Wild Treasures: Sustainability, Naturally was one of the most challenging and thought provoking experiences that we, as teachers, have ever encountered for adolescents. Charlestown Middle School science and mathematics teacher Shawn Brodeur-Stevens
Wild Treasures Do It Yourself is a 5th-8th grade curriculum that can be done anywhere in the world. It includes all of the major phases of the local program, however, it is completely self-directed by teachers and their classes; it requires no direction, facilitation, or awards from Antioch University. All the curricula is available at this website and can be adapted in any way students and teachers see fit. The four primary phases of the curriculum: Challenge, Research, Proposal, and Action can be readily integrated into an existing science and social studies curriculum.
Wild Treasures’ Do it Yourself ends in June with a class of middle school students transforming the way their school operates.
It begins the previous September along a multi-station in-class challenge trail. There, small groups of students solve a variety of surprising problems that introduce them to 5 big ideas about sustainability: waste, exponential growth, cycling in nature, feedback loops and entropy. If they solve all the problems, they can proceed to the next phase of the program called Research. And depending on the resources and ingenuity of the facilitating teacher, students may also be awarded with classroom privileges or some other motivator. Of course, the more the award is connected to the Wild Treasures program the better.

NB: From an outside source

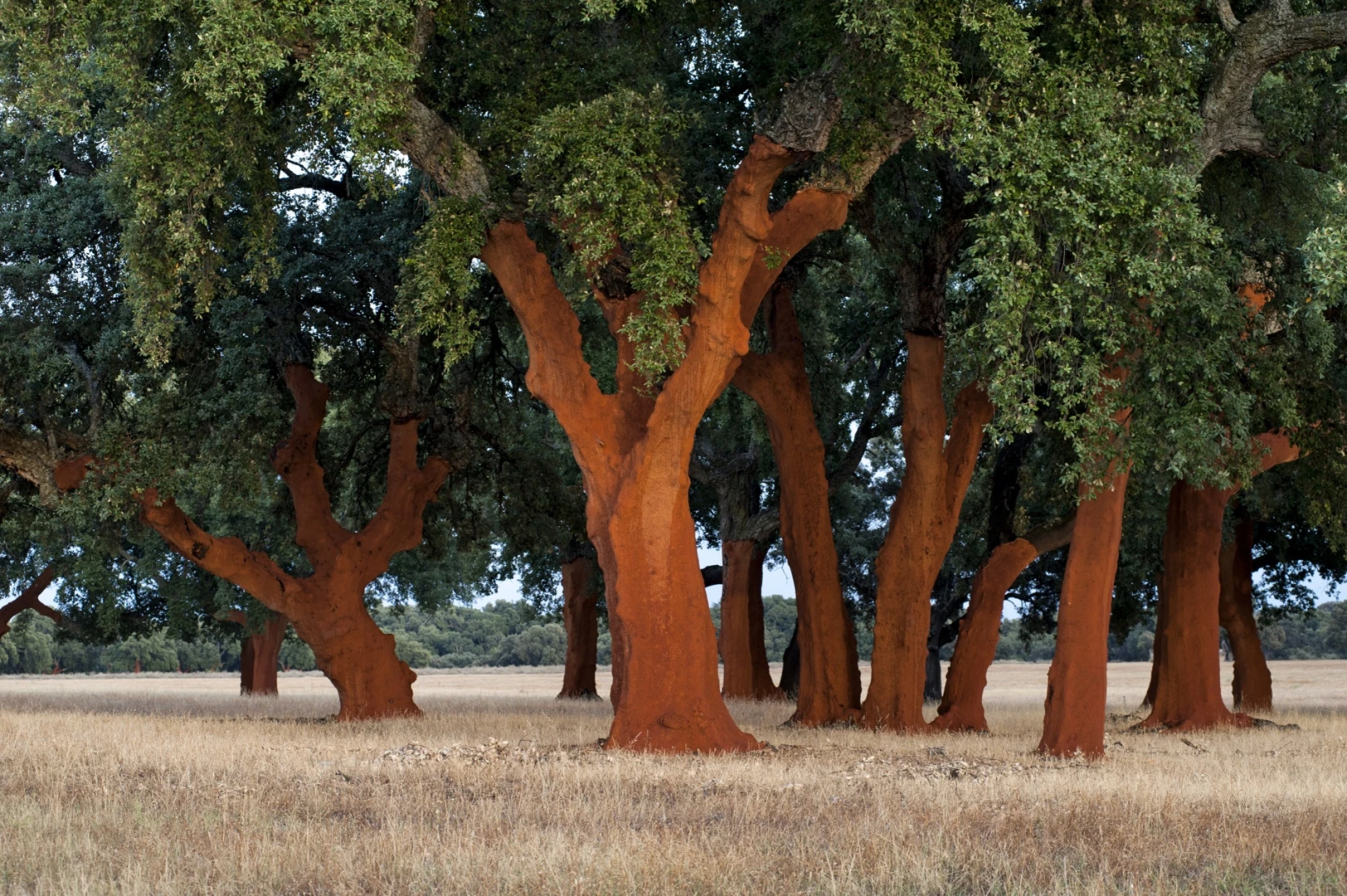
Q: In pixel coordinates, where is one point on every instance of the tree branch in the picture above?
(27, 600)
(558, 373)
(228, 558)
(93, 386)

During the next 9 months students apply the 5 big sustainability ideas learned along the Challenge Trail to achieving three milestones:
- Conduct original research about their school’s sustainability practices,
- Present a comprehensive proposal to their school board, detailing the necessary action-steps needed in order to improve their school’s sustainability practices (based on their research), and
- Transform their school-board approved proposal into measurable action.
Since Wild Treasures inception in the fall of 1999, more than 450 students from fifteen middle schools in southern Vermont and New Hampshire have participated in the local program facilitated by the Department of Environmental Studies Science Teacher Certification Program. These youth have become real agents of change in their communities while learning about and applying the principles of sustainability. Students have reduced their school’s solid waste, implemented school-wide energy conservation programs, initiated large-scale composting systems and started an organic lunch program.